Remember all those conservative non-profit tax audits by the IRS? Just ever so neatly swept under the rug by the mainstream media. The flow of money in an accounting period (month, quarter, year, usually) is most often describes as follows under US GAAP:

for-profit:
    Revenues - Expenses = Income (Loss)
non-profit:
    Income - Expenses = Surplus (Deficit)
government:
    Revenues - Expenses = Surplus (Deficit)

There is always some kerfuffle about the qualification of churches and charities as a "501(c)(3)" non-profit organization in the United States. The critical invariant in all three flow-of-money accounting styles is the Expenses, and whether or not these are legitimate to write off.

Non-profit income is expected to come from fundraising, which is not taxable as such. Non-profit endowment funds or the like, which are invested in for-profit businesses, are taxed in some way or another at that for-profit level before they come onto the books of the non-profit. Gifts to non-profits are sometimes tax-deductible to the donor, which is really the "big deal" to a non-profit in the first place.

Such gifts (as received) are directly considered non-taxable "income" to a non-profit, and expenses are considered a "choice" of what the organization wishes to spend its money on to best meet its goals, which ought to be outlined in a formal mission statement.

The goal of a for-profit business, on the other hand, is assumed to be to maximize net income, consistent with prudent business practice, after expenses are deducted.
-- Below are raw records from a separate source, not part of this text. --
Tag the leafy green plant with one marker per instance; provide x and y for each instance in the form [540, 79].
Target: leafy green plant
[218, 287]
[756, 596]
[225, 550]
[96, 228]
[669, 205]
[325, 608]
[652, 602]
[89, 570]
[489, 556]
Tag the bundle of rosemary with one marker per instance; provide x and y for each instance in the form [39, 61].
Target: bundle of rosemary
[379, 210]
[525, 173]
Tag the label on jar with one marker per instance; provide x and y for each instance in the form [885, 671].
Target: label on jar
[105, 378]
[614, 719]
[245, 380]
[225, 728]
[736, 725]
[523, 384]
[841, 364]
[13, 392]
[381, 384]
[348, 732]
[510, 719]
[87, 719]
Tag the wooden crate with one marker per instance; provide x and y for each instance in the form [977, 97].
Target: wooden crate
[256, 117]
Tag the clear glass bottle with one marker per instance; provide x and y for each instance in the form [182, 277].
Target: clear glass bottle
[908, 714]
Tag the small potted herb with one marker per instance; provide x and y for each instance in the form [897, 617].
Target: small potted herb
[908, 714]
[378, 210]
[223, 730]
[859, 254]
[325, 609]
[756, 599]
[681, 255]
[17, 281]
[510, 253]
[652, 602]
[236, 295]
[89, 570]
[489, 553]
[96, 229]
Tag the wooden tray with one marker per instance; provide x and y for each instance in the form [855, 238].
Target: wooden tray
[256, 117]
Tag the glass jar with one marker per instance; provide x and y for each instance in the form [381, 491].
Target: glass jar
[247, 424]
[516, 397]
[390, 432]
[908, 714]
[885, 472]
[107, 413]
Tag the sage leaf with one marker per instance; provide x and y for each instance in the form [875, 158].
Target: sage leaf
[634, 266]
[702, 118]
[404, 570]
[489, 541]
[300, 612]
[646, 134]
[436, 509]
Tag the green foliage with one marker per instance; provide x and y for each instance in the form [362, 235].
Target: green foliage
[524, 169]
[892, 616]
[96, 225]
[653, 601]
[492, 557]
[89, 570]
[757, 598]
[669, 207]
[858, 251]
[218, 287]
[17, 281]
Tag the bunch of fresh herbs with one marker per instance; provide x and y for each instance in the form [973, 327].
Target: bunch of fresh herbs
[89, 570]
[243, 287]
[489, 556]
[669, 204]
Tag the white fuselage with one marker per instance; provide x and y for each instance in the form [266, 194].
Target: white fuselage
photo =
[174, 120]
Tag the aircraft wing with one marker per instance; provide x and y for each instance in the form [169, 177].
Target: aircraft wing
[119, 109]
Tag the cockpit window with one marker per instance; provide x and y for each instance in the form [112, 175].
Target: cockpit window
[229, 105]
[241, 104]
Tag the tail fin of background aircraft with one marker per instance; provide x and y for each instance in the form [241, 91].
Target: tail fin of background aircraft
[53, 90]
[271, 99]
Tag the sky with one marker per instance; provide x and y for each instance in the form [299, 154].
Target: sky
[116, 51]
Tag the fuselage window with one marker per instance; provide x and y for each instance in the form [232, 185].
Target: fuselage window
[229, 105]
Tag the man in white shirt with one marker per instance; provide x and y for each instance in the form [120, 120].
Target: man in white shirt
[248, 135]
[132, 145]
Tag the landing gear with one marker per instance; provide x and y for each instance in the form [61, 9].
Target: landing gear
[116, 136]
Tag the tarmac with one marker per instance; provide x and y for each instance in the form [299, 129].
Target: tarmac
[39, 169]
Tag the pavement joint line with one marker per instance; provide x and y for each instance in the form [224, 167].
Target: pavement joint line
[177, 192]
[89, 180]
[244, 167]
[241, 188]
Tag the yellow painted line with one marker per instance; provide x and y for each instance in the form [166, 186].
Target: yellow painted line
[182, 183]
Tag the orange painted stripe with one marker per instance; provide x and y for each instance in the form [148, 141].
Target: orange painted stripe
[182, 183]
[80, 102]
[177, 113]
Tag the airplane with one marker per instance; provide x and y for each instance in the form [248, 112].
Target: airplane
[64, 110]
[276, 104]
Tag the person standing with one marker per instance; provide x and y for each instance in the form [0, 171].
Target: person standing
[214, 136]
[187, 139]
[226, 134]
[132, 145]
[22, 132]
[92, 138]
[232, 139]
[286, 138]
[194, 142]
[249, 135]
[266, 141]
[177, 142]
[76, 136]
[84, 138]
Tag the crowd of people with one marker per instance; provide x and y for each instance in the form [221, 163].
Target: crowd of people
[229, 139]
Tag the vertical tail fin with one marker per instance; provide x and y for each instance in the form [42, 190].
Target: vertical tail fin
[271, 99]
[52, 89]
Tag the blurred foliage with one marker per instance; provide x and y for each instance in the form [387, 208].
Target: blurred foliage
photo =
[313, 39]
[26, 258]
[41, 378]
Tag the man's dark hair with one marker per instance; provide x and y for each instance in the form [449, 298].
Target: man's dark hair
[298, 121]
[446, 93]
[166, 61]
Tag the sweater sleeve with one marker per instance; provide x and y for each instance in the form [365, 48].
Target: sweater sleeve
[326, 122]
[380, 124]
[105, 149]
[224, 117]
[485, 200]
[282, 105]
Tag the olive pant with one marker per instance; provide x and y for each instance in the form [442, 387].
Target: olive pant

Expenses on the for-profit books are seen as a "necessity" rather than a choice, because unnecessary spending conflicts with the goal of maximizing net income, but in practice there is quite a bit of leeway and management justification for donations to non-profits and other "expenses" that may not be immediate "hard necessities" to the core business, but "soft money" spent networking and building community relationships, inevitably necessary for human resources, hiring, purchasing, and sales.

McCain's office urged IRS to use audits as weapons to destroy political advocacy groups - UPDATED

This post is mainly an update on the nuts and bolts of the flow of political money, but in reality, this is is how the Republican Establishment killed off the Tea Party.

The original (modern-day) Tea Party is no doubt what put Trump in office, but once again, the Establishment is regaining control of the House and Senate by financial accounting chicanery, while the goals of American independence and individuality are beaten back by a brutal off-the-books federal backlash.